Having been unemployed several times in my life I can only say that work is a privilege and a joy. Don’t get me wrong; there are several activities I would hate to do, such as being a security guard or a waiter. I have done both, the former back in the army and that was bloody boring.

And yet, somewhere in my gut, I still catch myself winding myself up for work even though, these days, at most I go to college to do two or three hours teaching a day. I wish I had more; I am quite happy to do more as I get paid by the hour. The college I am at offered me more “work” last Friday and I gratefully accepted it. Next week I may have even more and I will happily take that on too. In fact, I am looking for some “work” for the weekends: usually that is teaching kids and I cannot wait to pick up some extra teaching hours in the new semester, which starts in a few weeks.

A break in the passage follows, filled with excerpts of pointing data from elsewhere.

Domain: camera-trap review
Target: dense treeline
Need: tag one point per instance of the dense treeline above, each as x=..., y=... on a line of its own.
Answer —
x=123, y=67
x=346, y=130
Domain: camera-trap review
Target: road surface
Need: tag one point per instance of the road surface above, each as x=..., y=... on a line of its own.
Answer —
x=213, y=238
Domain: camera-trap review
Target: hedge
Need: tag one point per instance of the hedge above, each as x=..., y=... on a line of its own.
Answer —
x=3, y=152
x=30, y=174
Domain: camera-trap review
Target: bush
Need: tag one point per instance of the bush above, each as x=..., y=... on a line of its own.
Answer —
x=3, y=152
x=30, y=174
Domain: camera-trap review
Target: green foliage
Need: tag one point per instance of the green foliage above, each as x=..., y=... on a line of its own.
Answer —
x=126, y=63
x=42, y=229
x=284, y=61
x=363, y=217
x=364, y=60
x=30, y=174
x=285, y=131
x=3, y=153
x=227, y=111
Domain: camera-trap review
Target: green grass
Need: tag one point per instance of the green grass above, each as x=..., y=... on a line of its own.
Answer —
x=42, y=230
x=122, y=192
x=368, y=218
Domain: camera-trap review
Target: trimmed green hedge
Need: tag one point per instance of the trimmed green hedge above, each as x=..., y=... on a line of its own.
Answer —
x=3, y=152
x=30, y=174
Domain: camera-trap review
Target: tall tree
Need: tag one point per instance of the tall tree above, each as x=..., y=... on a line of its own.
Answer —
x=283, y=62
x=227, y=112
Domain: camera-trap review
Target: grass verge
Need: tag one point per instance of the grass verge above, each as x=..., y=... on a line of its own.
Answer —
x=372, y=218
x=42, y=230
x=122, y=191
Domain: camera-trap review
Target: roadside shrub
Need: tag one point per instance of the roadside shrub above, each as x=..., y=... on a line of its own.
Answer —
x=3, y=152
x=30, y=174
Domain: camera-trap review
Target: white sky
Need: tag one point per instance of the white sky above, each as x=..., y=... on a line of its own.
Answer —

Which makes “retirement” a myth. Even passionate golfers I know say they can only play three or four 18 holes a week and life gets boring without something constructive to do. I am a passionate writer. But three or four hours a day is my limit. I have to get off my backside and do something else: find something to write about, I suppose.

And this is my writing for the day. It’s Sunday: the Friday I was talking about was two days ago. Time to pop down to Oscar’s and join the blokes for a jar; and, being a British pub, they do a decent Sunday roast, with all the trimmings, including Yorkshire pud and Bistro gravy. We’ll natter about the eccentric behaviour of the locals, the enormous facelift Shanghai is going through as she prepares for World Expo 2010 and I will probably moan about all the hundreds of suggestions for improvement my gifted editor (I’ve learned a lot from her) wants me to make to my memoir, Cracking China, due out end of January next year. I especially wince at all the censorship of my off-colour humour. You know, classic MacKenzie: birthday gifts to horny friends in China being bottles of Tequila with large boxes of condoms strapped to them… “Cut cut CUT! The editorial team cries. The editing team wants to market the book to schools, so keep it respectable please, Mr MacKenzie, blah blah blah … Whoops. Catch yourself Rod; enjoy your work. And what a privilege to get a memoir published. Who would ever have thought your personal life could be so interesting, old sport.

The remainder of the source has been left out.